Sequencing Using a Two-Step Strategy Reveals High Genetic Diversity in the S Gene of SARS-CoV-2 after a High-Transmission Period in Tunis, Tunisia

ABSTRACT Recent efforts have reported numerous variants that influence severe acute respiratory syndrome coronavirus 2 (SARS-CoV-2) viral characteristics, including pathogenicity, transmission rate, and detectability by molecular tests. Whole-genome sequencing based on next-generation sequencing technologies is the method of choice to identify all viral variants; however, the resources needed to use these techniques for a representative number of specimens remain limited in many low- and middle-income countries. To decrease sequencing costs, we developed a primer set allowing partial sequences to be generated in the viral S gene, enabling rapid detection of numerous variants of concern (VOCs) and variants of interest (VOIs); whole-genome sequencing is then performed on a selection of viruses based on partial sequencing results. Two hundred one nasopharyngeal specimens collected during the decreasing phase of a high-transmission COVID-19 wave in Tunisia were analyzed. The results reveal high genetic variability within the sequenced fragment and allow the detection of first introductions in the country of already-known VOCs and VOIs, as well as other variants that have interesting genomic mutations and need to be kept under surveillance. IMPORTANCE The method of choice for SARS-CoV-2 variant detection is whole-genome sequencing using next-generation sequencing (NGS) technologies. Resources for this technology remain limited in many low- and middle-income countries, where it is not possible to perform whole-genome sequencing for representative numbers of SARS-CoV-2-positive cases.

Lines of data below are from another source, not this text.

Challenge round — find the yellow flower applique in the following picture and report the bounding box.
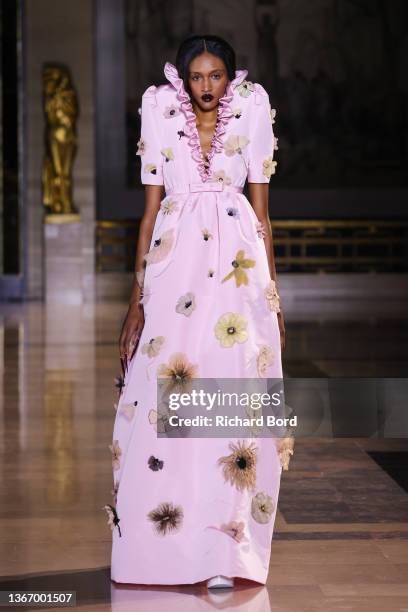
[221,249,256,287]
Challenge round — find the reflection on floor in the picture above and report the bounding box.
[0,301,408,612]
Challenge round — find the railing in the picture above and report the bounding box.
[96,219,408,273]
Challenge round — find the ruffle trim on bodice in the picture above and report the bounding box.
[164,62,248,182]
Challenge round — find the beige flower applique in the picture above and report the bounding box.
[176,291,196,317]
[201,227,213,242]
[224,134,249,157]
[160,147,174,162]
[269,105,276,125]
[209,170,231,185]
[262,155,278,179]
[277,437,295,471]
[217,440,258,491]
[214,312,248,348]
[144,227,174,264]
[237,80,255,98]
[139,285,152,305]
[255,221,266,238]
[109,440,122,470]
[221,249,256,287]
[163,104,180,119]
[160,200,179,215]
[136,138,146,155]
[265,278,280,312]
[251,491,275,525]
[148,402,171,433]
[143,164,157,174]
[256,344,275,378]
[120,401,137,421]
[142,336,164,358]
[157,352,198,393]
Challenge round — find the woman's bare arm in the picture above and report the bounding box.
[248,183,285,350]
[248,183,278,286]
[129,185,163,304]
[119,185,163,360]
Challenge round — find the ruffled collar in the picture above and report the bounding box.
[164,62,248,182]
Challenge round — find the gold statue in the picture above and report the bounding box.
[42,65,79,222]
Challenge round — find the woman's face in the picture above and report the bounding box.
[188,52,228,111]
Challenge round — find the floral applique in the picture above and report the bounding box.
[157,352,198,393]
[207,521,248,543]
[111,480,119,504]
[142,336,164,358]
[109,440,122,470]
[163,104,180,119]
[265,278,280,312]
[217,441,258,491]
[256,344,275,378]
[255,221,266,238]
[144,164,157,174]
[139,285,152,305]
[136,138,146,155]
[201,227,213,241]
[114,374,125,397]
[220,521,245,542]
[147,502,183,536]
[147,455,164,472]
[237,80,255,98]
[209,170,231,185]
[136,267,146,289]
[120,401,137,421]
[102,504,122,537]
[251,491,275,524]
[214,312,248,348]
[269,105,276,125]
[176,291,196,317]
[224,134,249,157]
[226,206,239,219]
[148,402,170,433]
[262,155,278,179]
[144,227,174,264]
[221,249,256,287]
[160,200,179,215]
[277,437,295,471]
[160,147,174,162]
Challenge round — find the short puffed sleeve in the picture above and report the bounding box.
[248,83,277,183]
[136,85,164,185]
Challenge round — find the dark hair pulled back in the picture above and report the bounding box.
[176,34,236,90]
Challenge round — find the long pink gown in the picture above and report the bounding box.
[109,62,283,585]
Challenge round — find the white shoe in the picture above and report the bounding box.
[207,576,234,589]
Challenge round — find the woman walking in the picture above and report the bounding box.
[106,36,292,587]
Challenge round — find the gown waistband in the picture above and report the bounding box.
[166,181,244,195]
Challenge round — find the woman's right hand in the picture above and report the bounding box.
[119,302,144,368]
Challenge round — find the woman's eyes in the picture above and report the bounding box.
[191,74,221,81]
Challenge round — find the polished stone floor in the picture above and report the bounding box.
[0,300,408,612]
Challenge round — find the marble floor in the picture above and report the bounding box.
[0,300,408,612]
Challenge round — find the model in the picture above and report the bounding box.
[105,36,292,587]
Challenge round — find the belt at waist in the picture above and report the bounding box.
[166,181,243,195]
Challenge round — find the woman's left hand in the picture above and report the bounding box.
[276,308,285,351]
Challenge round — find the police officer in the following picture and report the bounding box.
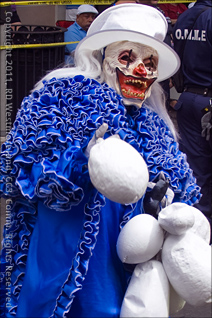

In the present work, we developed a novel strategy based on a first partial Sanger screening in the S gene, which includes key mutations of the already known VOCs and VOIs, for rapid identification of these VOCs and VOIs and to help better select specimens that need to be sequenced by NGS technologies. The second step consists of whole-genome sequencing to allow a holistic view of all variants within the selected viral strains and confirm the initial classification of the strains based on partial S gene sequencing.